Il me passa la main sur la tête. Il dit que j'étais un enragé petit diable, ce qui me gonfla d'orgueil pendant toute une semaine.

Nous fûmes amis intimes pendant deux ans, malgré le fossé que les années creusaient entre nous, et bien que l'emportement ou l'irréflexion lui aient fait faire plus d'une chose qui m'ulcérait, je ne l'en aimais pas moins comme un frère, et je versai assez de larmes pour remplir la bouteille à l'encre, quand il partit pour Édimbourg afin d'y étudier la profession de son père.

Je passai cinq ans encore chez Birtwhistle après cela, et quand j'en sortis, j'étais moi-même devenu le coq de l'école, car j'étais aussi sec, aussi nerveux qu'une lame de baleine, quoique je doive convenir que je n'atteignais pas au poids non plus qu'au développement musculaire de mon grand prédécesseur.

Ce fut dans l'année du jubilé que je sortis de chez Birtwhistle.

Ensuite je passai trois ans à la maison, à apprendre à soigner les bestiaux; mais les flottes et les armées étaient encore aux prises, et la grande ombre de Bonaparte planait toujours sur le pays.

Pouvais-je deviner que moi aussi j'aiderais à écarter pour toujours ce nuage de notre peuple?

II LA COUSINE EDIE DEYEMOUTH

Quelques années auparavant, alors que j'étais un tout jeune garçon, la fille unique du frère de mon père était venue nous faire une visite de cinq semaines.

Willie Calder s'était établi à Eyemouth comme fabricant de filets de pêche, et il avait tiré meilleur parti du fil à tisser que nous n'étions sans doute destinés à faire des genêts et des landes sablonneuses de West Inch.

Sa fille, Edie Calder, arriva donc en beau corsage rouge, coiffée d'un chapeau de cinq shillings et accompagnée d'une caisse d'effets, devant laquelle les yeux de ma mère lui sortirent de la tête comme ceux d'un crabe.

C'était étonnant de la voir dépenser sans compter, elle qui n'était qu'une gamine.

Elle donna au voiturier tout ce qu'il lui demanda, et en plus une belle pièce de deux pence, à laquelle il n'avait aucun droit.

Elle ne faisait pas plus de cas de la bière au gingembre que si c'eût été de l'eau, et il lui fallait du sucre pour son thé, du beurre pour son pain, tout comme si elle avait été une Anglaise.

Je ne faisais pas grand cas des jeunes filles en ce temps-là, car j'avais peine à comprendre dans quel but elles avaient été créées.

Aucun de nous, chez Birtwhistle, n'avait beaucoup pensé à elles, mais les plus petits semblaient être les plus raisonnables, car quand les gamins commençaient à grandir, ils se montraient moins tranchants sur ce point.

Quant à nous, les tout petits, nous étions tous d'un même avis: une créature qui ne peut pas se battre, qui passe son temps à colporter des histoires, et qui n'arrive même à lancer une pierre qu'en agitant le bras en l'air aussi gauchement que si c'était un chiffon, n'était bonne à rien du tout.
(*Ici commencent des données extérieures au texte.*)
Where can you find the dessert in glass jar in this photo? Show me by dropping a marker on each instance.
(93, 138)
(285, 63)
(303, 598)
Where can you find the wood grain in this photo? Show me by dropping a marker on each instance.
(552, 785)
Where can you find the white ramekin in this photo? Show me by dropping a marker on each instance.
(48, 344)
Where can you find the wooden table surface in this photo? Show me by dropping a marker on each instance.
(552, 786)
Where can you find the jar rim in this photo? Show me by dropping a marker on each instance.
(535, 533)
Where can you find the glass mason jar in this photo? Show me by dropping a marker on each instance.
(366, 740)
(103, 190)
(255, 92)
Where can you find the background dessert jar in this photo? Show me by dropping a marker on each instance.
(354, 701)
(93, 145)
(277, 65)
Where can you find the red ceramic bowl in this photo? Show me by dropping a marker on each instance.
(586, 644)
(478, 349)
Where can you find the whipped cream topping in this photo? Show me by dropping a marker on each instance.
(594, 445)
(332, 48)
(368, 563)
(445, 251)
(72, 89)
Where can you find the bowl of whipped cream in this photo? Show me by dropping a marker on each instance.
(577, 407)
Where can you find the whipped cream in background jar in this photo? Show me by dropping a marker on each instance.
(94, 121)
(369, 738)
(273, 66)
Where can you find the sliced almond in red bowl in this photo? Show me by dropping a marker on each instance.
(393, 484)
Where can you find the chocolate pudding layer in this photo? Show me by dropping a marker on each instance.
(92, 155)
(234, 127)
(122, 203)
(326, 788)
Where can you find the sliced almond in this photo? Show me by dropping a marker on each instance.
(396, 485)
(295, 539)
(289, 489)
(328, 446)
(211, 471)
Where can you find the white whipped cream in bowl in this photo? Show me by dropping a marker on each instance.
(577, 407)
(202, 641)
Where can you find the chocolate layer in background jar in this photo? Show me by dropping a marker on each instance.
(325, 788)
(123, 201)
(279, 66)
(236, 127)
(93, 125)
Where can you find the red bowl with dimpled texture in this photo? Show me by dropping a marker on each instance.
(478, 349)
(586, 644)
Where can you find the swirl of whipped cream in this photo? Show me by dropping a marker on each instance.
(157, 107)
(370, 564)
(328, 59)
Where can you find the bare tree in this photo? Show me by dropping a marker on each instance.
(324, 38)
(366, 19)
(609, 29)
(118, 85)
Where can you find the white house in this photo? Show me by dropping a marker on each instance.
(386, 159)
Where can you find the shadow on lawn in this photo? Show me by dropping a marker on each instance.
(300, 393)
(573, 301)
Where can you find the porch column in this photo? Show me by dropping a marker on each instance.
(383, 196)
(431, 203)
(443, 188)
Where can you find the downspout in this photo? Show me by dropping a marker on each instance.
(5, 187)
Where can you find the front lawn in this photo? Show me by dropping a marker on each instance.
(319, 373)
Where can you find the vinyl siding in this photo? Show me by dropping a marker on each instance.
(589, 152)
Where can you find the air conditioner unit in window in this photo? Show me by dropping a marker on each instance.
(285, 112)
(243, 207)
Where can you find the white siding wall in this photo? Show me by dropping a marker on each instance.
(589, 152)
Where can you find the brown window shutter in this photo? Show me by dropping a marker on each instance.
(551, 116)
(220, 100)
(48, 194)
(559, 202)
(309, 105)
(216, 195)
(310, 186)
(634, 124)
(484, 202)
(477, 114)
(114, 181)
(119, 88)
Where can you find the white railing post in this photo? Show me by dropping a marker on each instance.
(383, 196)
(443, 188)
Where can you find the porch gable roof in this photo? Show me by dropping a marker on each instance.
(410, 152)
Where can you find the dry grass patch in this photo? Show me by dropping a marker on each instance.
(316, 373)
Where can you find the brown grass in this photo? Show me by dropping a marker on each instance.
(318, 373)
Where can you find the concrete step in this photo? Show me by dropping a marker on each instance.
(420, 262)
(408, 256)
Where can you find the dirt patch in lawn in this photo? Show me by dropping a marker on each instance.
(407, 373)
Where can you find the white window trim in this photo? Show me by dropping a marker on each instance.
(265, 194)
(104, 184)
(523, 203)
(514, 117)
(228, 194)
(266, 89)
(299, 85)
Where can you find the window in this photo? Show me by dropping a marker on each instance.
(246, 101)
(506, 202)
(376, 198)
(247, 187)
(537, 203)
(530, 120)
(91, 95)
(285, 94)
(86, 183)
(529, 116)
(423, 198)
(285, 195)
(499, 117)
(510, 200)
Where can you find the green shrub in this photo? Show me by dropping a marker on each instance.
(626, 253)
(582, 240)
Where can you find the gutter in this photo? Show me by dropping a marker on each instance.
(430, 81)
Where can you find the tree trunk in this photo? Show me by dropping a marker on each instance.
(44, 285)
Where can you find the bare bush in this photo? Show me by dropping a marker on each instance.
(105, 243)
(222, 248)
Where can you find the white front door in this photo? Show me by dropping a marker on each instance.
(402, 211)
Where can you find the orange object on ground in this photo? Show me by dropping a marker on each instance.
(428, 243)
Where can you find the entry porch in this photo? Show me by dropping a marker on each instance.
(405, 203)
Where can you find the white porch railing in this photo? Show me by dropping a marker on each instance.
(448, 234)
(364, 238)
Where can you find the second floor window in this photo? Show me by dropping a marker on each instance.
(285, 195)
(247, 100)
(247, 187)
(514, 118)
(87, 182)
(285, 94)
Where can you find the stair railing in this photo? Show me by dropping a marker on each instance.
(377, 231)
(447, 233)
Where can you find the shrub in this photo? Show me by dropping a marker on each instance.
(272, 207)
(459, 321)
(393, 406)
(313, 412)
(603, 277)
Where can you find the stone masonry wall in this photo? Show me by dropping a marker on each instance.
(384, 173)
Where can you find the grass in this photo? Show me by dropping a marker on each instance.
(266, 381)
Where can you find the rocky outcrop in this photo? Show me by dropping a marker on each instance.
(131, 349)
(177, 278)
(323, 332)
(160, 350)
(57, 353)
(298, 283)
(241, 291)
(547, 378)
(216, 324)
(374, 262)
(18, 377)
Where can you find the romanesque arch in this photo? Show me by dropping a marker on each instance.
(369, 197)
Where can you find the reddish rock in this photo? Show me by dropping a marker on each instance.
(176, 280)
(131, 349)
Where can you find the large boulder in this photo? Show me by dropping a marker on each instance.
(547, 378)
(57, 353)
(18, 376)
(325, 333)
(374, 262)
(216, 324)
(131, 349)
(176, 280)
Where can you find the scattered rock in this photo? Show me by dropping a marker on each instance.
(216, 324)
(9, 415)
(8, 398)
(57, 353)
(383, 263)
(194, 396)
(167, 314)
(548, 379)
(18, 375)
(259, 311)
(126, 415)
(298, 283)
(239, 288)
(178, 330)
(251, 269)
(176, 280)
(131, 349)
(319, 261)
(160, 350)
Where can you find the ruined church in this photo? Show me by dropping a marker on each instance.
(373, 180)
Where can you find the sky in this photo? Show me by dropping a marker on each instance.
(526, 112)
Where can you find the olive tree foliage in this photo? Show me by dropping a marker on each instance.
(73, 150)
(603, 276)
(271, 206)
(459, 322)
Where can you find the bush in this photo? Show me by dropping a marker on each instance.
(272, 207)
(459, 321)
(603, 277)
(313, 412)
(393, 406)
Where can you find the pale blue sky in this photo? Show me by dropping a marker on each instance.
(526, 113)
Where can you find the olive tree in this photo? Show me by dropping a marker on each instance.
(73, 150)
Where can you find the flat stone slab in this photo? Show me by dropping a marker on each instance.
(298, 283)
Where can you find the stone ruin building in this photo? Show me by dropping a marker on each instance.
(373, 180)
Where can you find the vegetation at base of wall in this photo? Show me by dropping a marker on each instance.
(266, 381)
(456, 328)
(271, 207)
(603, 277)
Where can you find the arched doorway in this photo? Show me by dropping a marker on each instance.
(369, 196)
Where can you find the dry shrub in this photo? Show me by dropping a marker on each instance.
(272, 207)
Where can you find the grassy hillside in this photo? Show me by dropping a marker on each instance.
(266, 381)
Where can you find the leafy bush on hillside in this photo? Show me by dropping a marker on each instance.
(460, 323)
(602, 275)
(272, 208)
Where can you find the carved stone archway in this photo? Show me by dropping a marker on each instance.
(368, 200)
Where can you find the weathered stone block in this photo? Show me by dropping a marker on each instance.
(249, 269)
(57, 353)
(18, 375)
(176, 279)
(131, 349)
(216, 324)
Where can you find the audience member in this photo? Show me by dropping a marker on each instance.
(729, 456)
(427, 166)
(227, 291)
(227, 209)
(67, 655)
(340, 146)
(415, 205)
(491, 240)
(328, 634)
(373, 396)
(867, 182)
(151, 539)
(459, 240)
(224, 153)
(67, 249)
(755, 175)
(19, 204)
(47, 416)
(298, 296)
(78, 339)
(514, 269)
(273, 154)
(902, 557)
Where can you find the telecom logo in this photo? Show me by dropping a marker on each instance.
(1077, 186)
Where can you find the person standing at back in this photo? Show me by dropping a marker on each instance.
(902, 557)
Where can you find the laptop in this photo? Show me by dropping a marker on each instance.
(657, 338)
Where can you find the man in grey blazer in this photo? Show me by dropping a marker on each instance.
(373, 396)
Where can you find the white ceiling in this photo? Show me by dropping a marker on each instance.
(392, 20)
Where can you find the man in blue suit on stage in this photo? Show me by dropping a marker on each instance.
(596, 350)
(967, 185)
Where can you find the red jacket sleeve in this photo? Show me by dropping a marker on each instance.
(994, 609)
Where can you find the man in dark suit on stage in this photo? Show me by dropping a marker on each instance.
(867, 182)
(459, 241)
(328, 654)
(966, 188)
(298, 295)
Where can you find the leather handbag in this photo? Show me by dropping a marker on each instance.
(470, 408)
Et puis il faut voir les airs qu'elles se donnent: on dirait qu'elles font le père et la mère en une seule personne, elles se mêlent sans cesse de nos jeux pour nous dire: « Jimmy, votre doigt de pied passe à travers votre soulier. » ou bien encore: « Rentrez chez vous, sale enfant, et allez vous laver » au point que rien qu'à les voir, nous en avions assez.